Rumah yang sudah memiliki garasi. Halaman yang mencukupi dan bisa dihiasi taman atau malah untuk berkebun. Belum apa-apa, Cinta sudah langsung merasa betah dan menganggap itu merupakan rumahnya.
“Kalau begini kan, meski harus keluar kota, aku bisa tenang ninggalin kamu di rumah sendirian. Perumahannya juga lumayan rame. Sudah banyak yang ditungguin. Ini taman mau ditanami, apa direnovasi bikin kolam kecil?” ucap Hasan.
Kemudian, yang mereka lakukan ialah bersih-bersih. Di sana belum ada apa pun. Namun menggunakan ponselnya, Hasan memesan sederet keperluan. Hingga lagi-lagi, Cinta mempermasalahkan kemampuan keuangan suaminya.

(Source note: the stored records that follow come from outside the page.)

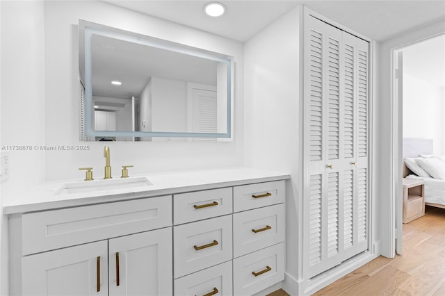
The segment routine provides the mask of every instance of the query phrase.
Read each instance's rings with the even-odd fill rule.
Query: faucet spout
[[[110,166],[110,147],[104,147],[104,157],[105,158],[105,176],[104,179],[111,179],[111,167]]]

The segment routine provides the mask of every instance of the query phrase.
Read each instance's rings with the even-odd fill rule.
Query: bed
[[[405,138],[403,145],[403,178],[423,179],[425,183],[425,204],[445,208],[445,180],[419,176],[407,167],[405,161],[406,158],[432,155],[432,140]]]

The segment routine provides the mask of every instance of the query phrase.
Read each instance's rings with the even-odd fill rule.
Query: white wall
[[[152,131],[152,78],[150,77],[139,95],[138,131]]]
[[[187,83],[152,77],[154,131],[187,132]]]
[[[405,53],[404,53],[405,54]],[[410,63],[403,55],[403,63]],[[445,154],[443,88],[403,74],[403,138],[433,139],[433,151]]]
[[[294,8],[245,44],[245,164],[291,174],[286,188],[286,277],[301,275],[302,119],[300,13]],[[289,293],[296,293],[288,288]]]
[[[122,164],[134,165],[133,174],[243,165],[243,44],[103,2],[44,2],[45,103],[47,109],[51,110],[46,121],[47,145],[78,144],[74,77],[79,18],[235,57],[234,142],[107,143],[111,147],[113,174],[119,173]],[[77,168],[84,165],[94,167],[99,177],[104,165],[104,145],[87,144],[90,147],[88,151],[48,151],[47,179],[81,178]]]

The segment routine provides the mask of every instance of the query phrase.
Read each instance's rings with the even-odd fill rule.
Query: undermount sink
[[[69,195],[125,188],[131,190],[136,187],[149,186],[153,184],[145,176],[81,181],[66,183],[60,186],[55,194],[57,195]]]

“Kakak kan cuma sopir, kok apa-apa serba dibeli? Kok apa-apa, bisa berkecukupan?” ucap Cinta yang kemudian juga berkata, “Aku enggak bermaksud meren.dahkan pekerjaan Kakak. Namun logikanya memang begitu. Atau, Kakak malah melakukan pinj.ol?”
Hasan buru-buru menggeleng. “Ini murni tabunganku. Ini ... tabungan dari kecil. Aku kan sudah nguli sejak di dalam kandungan,” ucap Hasan ragu-ragu menunjukkan ponselnya. Hasan malah memberikan ponselnya, kemudian keliling rumah untuk mengawasi keadaan rumah barunya.

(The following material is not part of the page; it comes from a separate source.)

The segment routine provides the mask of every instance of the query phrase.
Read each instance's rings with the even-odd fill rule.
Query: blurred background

“Tabungannya lumayan loh. Masih di atas lima puluh juta. Eh tapi, ini foto siapa?” pikir Cinta yang langsung menghampiri Hasan.

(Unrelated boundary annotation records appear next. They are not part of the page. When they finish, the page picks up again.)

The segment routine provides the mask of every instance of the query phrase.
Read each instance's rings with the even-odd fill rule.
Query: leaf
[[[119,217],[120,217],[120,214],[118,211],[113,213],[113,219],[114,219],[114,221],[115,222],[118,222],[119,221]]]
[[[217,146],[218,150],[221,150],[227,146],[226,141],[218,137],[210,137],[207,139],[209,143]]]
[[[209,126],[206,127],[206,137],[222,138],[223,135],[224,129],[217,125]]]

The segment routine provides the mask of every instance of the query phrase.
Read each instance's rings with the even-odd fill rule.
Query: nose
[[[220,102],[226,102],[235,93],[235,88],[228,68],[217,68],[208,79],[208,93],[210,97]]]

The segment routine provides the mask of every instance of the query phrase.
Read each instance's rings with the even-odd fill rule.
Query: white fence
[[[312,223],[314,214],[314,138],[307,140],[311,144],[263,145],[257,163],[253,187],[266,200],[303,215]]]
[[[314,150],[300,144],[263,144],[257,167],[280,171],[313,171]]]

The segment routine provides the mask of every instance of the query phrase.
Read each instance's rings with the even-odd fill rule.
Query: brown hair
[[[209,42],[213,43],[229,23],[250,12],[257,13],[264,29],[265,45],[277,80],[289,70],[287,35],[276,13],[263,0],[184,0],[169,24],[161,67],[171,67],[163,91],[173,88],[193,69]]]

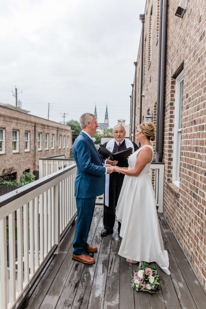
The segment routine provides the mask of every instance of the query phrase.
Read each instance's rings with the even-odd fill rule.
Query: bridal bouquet
[[[134,272],[134,277],[132,277],[133,288],[136,291],[158,293],[156,289],[161,279],[156,269],[150,267],[144,261],[140,262],[138,269],[139,270]]]

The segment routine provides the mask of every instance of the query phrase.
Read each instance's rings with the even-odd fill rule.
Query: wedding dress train
[[[152,146],[149,147],[152,151]],[[128,169],[134,168],[137,156],[143,147],[129,157]],[[116,208],[117,219],[121,223],[122,238],[119,252],[124,257],[148,263],[155,262],[166,274],[169,270],[167,252],[165,250],[156,204],[148,175],[150,163],[138,176],[125,175]]]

“Foto aku sama bos aku. Itu keluarga bosku,” yakin Hasan. Padahal jauh di lubuk hatinya, Hasan berdalih bahwa itu malah merupakan foto keluarganya. Orang tua, dan juga saudara perempuannya.
Tak lama kemudian, barang pesanan Hasan datang. Ada kasur, satu set meja dan sofa, kompor, lpg, rice cooker, dan juga beberapa panci dan wajan. Termasuk piring dan perlengkapan alat makan. Alat bersih-bersih seperti sapu, kemoceng, pengki, dan alat pel juga sudah mereka miliki.
Rumah yang awalnya masih kosong, kini sudah jadi rumah layak huni. Suasana rumah jadi hidup, dan senyum semringah mulai menghiasi kebersamaan mereka.
“Ini seru!” ucap Hasan sambil mengawasi sekitar. Ia menuntun Cinta dan mengajaknya duduk di sofa panjang yang ada di ruang keluarga.
“Kurang televisi, AC, kulkas,” ucap Hasan berusaha istirahat karena sibuk beres-beres membuatnya yang masih sakit, kelelahan.
“Jakarta enggak pakai AC ya kayak dipanggang. Pakai kipas angin nah alamatnya masuk angin,” ucap Hasan yang kemudian melirik Cinta. Ia dapati Cinta yang meski berkeringat dan tak kalah kelelahan darinya, juga tengah tersenyum semringah.
Hasan sengaja modus. Ia menyandarkan kepalanya ke bahu Cinta. Yang membuat Hasan diam-diam kegirangan lantaran Cinta sudah langsung merangkulnya, mengelus kepalanya penuh sayang.
“Enggak tahu kenapa, aku merasa, inilah kehidupan yang aku impi-impikan selama ini. Apa jangan-jangan, memang begini yang aku impikan, ya?” pikir Cinta.
“Jam berapa, ini? Waktunya kita minum obat. Oh, iya lupa ... kita belum makan. Gimana kalau coba masak nasi sama bikin mi instan? Ih kayaknya seru banget!” ucap Cinta sangat antusias.
“Berasa sedang main drama-dramaan. Sebahagia ini, tapi ini nyata!” batin Hasan tak kalah bahagia dari Cinta.